La polarimétrie de Mueller a été aussi élargie dans le domaine de l’imagerie. Antonello a encore créé un nouvel instrument, un microscope de Mueller en réflexion qui produit des images soit dans le plan réel, soit dans le plan focal arrière d’un objectif de microscope à grande ouverture numérique : c’est une technique très prometteuse pour déterminer l’asymétrie d’une structure, par exemple un défaut de recouvrement dans un empilement de structures gravées et couches minces. Il s’agit donc d’une polarimétrie de Mueller résolue angulairement. Bien sûr, les méthodes de simulation mathématique doivent évoluer pour tenir compte de ces nouvelles techniques expérimentales. Tout cela nécessite des investissements importants, puisqu’il faut des salles blanches pour manipuler les composants microélectroniques.
Après la microélectronique, le vivant
Plus récemment, nous nous sommes intéressés aux tissus biologiques. Pourquoi ? Parce que des variations dans la polarisation de la lumière réfléchie / transmise par les tissus peuvent être liées à la présence d’une pathologie (ex. inflammation, cancer, etc.). En effet, les tissus biologiques sont généralement dépolarisants : c’est la diffusion qui domine, et efface la polarisation. Or il se trouve qu’un tissu cancéreux dépolarise moins que le tissu sain au début du développement de la maladie. Pour tirer parti de cette propriété en vue d’un diagnostic précoce, il faut donc créer des modèles mathématiques statistiques qui exploitent l’équation de transfert radiatif avec des méthodes de Monte-Carlo.
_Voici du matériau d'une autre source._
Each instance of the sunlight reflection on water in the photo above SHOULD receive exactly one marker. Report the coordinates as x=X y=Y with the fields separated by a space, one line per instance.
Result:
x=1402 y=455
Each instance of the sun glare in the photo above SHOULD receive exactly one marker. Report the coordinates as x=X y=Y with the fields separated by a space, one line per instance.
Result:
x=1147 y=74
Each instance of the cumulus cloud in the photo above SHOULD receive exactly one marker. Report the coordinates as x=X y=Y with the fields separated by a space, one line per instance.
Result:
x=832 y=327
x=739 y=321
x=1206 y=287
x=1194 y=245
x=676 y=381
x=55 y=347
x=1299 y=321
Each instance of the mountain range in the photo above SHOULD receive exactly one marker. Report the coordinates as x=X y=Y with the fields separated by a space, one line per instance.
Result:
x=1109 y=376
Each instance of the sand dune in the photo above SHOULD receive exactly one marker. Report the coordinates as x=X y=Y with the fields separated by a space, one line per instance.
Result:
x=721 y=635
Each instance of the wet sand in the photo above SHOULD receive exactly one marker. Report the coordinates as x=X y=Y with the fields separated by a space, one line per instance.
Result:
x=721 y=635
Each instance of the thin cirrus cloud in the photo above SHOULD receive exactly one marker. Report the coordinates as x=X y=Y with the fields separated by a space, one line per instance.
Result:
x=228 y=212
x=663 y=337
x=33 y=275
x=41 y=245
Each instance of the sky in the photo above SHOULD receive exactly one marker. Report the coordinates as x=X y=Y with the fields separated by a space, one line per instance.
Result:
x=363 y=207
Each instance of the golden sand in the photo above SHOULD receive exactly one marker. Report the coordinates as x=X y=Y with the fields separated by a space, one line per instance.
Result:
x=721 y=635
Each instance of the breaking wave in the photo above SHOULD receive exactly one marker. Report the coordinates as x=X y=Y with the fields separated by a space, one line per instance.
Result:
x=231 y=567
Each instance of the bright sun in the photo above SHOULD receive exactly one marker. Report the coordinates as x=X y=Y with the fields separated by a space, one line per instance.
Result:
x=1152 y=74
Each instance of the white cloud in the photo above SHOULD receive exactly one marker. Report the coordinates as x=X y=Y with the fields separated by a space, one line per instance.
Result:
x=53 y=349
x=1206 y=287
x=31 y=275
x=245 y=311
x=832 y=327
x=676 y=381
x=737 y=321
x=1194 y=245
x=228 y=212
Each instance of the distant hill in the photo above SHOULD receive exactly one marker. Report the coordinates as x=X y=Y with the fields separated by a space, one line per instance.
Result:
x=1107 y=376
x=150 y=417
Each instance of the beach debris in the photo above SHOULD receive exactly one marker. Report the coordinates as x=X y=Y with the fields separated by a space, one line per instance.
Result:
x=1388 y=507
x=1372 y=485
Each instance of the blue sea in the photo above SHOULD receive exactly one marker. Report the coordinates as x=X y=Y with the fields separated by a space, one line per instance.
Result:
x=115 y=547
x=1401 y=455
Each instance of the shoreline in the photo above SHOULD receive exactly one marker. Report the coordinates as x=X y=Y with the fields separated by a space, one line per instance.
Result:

Cela nous aide à trouver les réponses à plusieurs questions : par exemple, à quelle longueur d’onde doit-on travailler pour avoir les meilleurs résultats ? Faut-il utiliser une lumière monochromatique, ou au contraire conserver l’aspect spectral ? Dans certains cas, on voit aussi qu’on n’a pas affaire seulement à de la dépolarisation, mais qu’on observe aussi un phénomène de biréfringence du tissu sain qui disparaît dans les zones du tissu néoplasique : cette propriété a été mise en évidence dans le cas de tissus du col utérin.
On entre dans un domaine d’application où il va falloir disposer de grands nombres d’images, de manière à y appliquer des techniques d’intelligence artificielle pour déceler les motifs significatifs du cancer. Cela devrait permettre d’offrir aux médecins des techniques pour les aider à faire un premier tri en vue d’affiner leur diagnostic.
Pour conclure, je voudrais souligner que ce prix est la reconnaissance du travail de toute l’équipe d’optique appliquée et polarimétrie mené à l’École polytechnique depuis plusieurs années dans le domaine de la polarimétrie de Mueller en collaboration avec les partenaires industriels et médicaux.
Matrice de Mueller
La matrice de Mueller est une matrice à 4 lignes et 4 colonnes, introduite par Hans Mueller dans les années 1940, pour manipuler les vecteurs de Stokes qui représentent la polarisation de la lumière incohérente. Dans cette technique, l’effet d’un composant optique est modélisé par une matrice de Mueller, matrice 4 x 4, qui est une généralisation des matrices de Jones.